I've tried setting the Terminal Type in Prefs and fooling with the colors in Window Settings but everything still displays the same font / weight.

Any suggestions please?

edit: This would be on Tiger


----------



## mdnky (Sep 20, 2005)

Launch Terminal.app
Open _Preferences_ and set "Declare terminal type ($TERM) as:" to *x-term-color*
Restart Terminal.app

To change colors open _Window Settings_ and choose _ANSI Colors_.  Make changes until you're happy (easy way is to keep a terminal window open and to the root drive and visible...you'll see the changes as you hit apply in the open window).  When satisfied, *make sure you hit the "Use Settings as Default" button* at the bottom before closing.  That'll stick the changes to all future windows.


----------



## rloaderro (Sep 21, 2005)

Well, it is set to xterm-color by default. Even so I tried changing it to something else > quitting > changing it back and restarting. Still...

_To change colors open Window Settings and choose ANSI Colors._

There is a tab called "Color" but no ANSI Color - there is only an option to *disable* ANSI Color. The color settings that are available only effect text, bold text, selected text and the cursor. The thing is nothing ever appears in bold. So basically I have all text looking the same. I know ANSI colors should work because "vim" for example displays in color. Do you think it might depend on the font? I use Monaco 10pt.

Thanks!


----------



## ksv (Sep 21, 2005)

Colors and font-weights do display in the Mac OS X terminal, but ls doesn't use that by default in OS X. You can use the -G option to specify ls to use color and -F to append a slash after directories to make them distinguishable. 'man ls' also contains some fun


----------



## rloaderro (Sep 21, 2005)

Hey that's really cool - thanks! This brings about another question though. How could I have 'ls' always use these options without having to type them? I could write a script I guess, name it 'ls' and place it in the $PATH with higher priority than /usr/bin (just guessing here) - but how do I get it to execute without having to type './' or 'sh' first - or I am completely on the wrong path here and is there another, better way to achieve this?


----------



## mdnky (Sep 21, 2005)

rloaderro said:
			
		

> There is a tab called "Color" but no ANSI Color - there is only an option to *disable* ANSI Color.

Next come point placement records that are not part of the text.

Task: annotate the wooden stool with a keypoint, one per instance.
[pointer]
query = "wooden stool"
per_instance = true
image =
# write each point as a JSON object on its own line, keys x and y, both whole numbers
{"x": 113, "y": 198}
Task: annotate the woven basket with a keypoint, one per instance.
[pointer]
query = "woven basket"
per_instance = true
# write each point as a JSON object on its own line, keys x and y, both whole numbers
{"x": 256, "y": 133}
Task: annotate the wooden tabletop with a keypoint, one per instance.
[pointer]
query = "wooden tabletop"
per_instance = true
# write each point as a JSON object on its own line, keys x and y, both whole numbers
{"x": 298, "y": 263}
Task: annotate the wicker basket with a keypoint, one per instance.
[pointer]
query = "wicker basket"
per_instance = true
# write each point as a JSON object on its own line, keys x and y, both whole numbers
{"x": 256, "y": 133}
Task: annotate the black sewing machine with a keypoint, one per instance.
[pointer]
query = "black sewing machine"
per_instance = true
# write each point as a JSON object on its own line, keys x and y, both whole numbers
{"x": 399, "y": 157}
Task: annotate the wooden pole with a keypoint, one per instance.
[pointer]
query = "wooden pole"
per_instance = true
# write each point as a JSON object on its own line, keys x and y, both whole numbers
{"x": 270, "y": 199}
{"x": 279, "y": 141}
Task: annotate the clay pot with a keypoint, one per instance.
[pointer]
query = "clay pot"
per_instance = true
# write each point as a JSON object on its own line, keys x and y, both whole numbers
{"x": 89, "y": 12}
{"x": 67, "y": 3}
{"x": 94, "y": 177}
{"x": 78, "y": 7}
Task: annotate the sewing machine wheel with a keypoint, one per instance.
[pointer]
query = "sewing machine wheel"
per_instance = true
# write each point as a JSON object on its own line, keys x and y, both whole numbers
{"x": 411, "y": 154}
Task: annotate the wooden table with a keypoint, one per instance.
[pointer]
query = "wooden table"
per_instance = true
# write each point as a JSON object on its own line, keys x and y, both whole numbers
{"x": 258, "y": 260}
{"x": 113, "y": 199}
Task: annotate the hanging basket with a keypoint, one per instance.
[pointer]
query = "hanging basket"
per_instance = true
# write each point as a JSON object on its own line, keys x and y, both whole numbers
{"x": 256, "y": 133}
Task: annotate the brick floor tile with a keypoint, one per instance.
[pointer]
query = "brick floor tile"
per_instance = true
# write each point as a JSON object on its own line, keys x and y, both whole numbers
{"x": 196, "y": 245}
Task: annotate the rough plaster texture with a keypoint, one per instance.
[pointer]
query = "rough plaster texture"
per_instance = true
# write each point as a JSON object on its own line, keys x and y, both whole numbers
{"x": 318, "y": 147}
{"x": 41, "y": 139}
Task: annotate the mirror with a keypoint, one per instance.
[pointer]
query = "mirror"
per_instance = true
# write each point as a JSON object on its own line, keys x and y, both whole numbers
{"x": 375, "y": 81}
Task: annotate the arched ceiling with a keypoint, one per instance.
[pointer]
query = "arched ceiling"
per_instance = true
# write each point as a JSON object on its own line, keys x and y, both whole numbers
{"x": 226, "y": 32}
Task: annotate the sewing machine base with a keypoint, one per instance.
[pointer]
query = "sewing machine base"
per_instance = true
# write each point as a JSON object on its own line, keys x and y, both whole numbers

I was looking at this an trying to figure out why you couldn't see the _ANSI Colors_ option, when it finally hit me.  There's a plugin (SIMBL) called TerminalColors that I have installed which gives that option.


----------



## atrain (Sep 28, 2005)

there is a custom ls around with proper color support...
all you have to do is make an alias in your .bashrc....
EG:

alias ls='~/.hidden_ls_file --options'
alias name='action' <-- works with anything!

make sure you have .bash_profile though


----------



## btoneill (Sep 29, 2005)

actually all you need to do is:
<code>
alias ln=`ls -FG`
</code> 

and stick that in your .bash_profile file (or create one if it doesn't exist). 

Brian


----------



## atrain (Sep 29, 2005)

Hmm... they stuck a color ls in tiger??

Im used to 10.2 / .3 at school (they had budget to only upgrade ram or switch to tiger, went for ram due to comp's usages - video editing)


----------



## ElDiabloConCaca (Sep 29, 2005)

Color worked in 10.3, too.


----------